Toutefois, dans la mesure où les actuaires se sont appuyés sur les approches de l’AA en raison des lacunes des approches actuarielles traditionnelles, la modélisation bayésienne peut constituer une solution de rechange attrayante sans recourir à des modèles d’AA notoirement pointilleux et difficiles à expliquer. Le cadre bayésien fournit un modèle explicable et offre plusieurs extensions analytiques au-delà de la portée du présent article d’introduction :

  • Modélisation causale : détermination non seulement des relations corrélées, mais aussi des relations causales, dans des contextes où une expérience traditionnelle n’est pas disponible.
  • Action bayésienne : optimisation d’un paramètre, p. ex., pour un niveau ECU95 plutôt qu’une moyenne de paramètre.
  • Critère d’information : techniques fondées sur des principes pour comparer l’ajustement et la complexité du modèle.
  • Données manquantes : mécanismes permettant de traiter les différents types de données manquantes.
  • Moyenne des modèles : les valeurs a posteriori peuvent être combinées à partir de différents modèles pour synthétiser différentes approches.

Ouvrir la voie aux actuaires

Les approches bayésiennes pour traiter des problèmes statistiques modifient rapidement le domaine de la statistique professionnelle. Dans la mesure où la profession actuarielle intègre des procédures statistiques, nous devrions envisager d’adopter les mêmes pratiques. Il en résulte une meilleure compréhension de la distribution des risques, des résultats plus interprétables et explicables, et des techniques pouvant être appliquées à un plus large éventail de problèmes.

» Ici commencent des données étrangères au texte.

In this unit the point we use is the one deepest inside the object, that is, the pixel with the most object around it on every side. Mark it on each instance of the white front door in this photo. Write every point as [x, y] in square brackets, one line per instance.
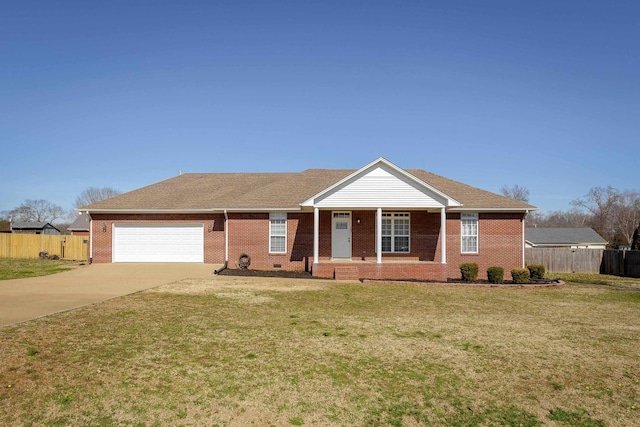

De nombreuses ressources sont mises à la disposition des actuaires qui souhaitent en apprendre davantage. Les manuels recommandés par l’auteur sont les suivants :

  • Statistical Rethinking (McElreath)
  • Bayes Rules! (Johnson, Ott, Dogucu)
  • Bayesian Data Analysis (Gelman et coll.)

De plus, l’auteur a publié quelques exemples d’analyse actuarielle sur JuliaActuary.org.

Les faits énoncés et les opinions formulées dans le présent document sont ceux de chaque auteur et ne correspondent pas nécessairement à ceux de la Society of Actuaries, des rédacteurs du magazine ou des employeurs des auteurs respectifs.


Alec Loudenback, FSA, MAAA, est un vice-président principal chez Fortitude Re. On peut le joindre à alecloudenback@gmail.com.


[i] Il convient de noter que l’approche dont il est question ici est beaucoup plus exhaustive que l’approche bayésienne de Buhlman-Straub décrite dans la documentation actuarielle.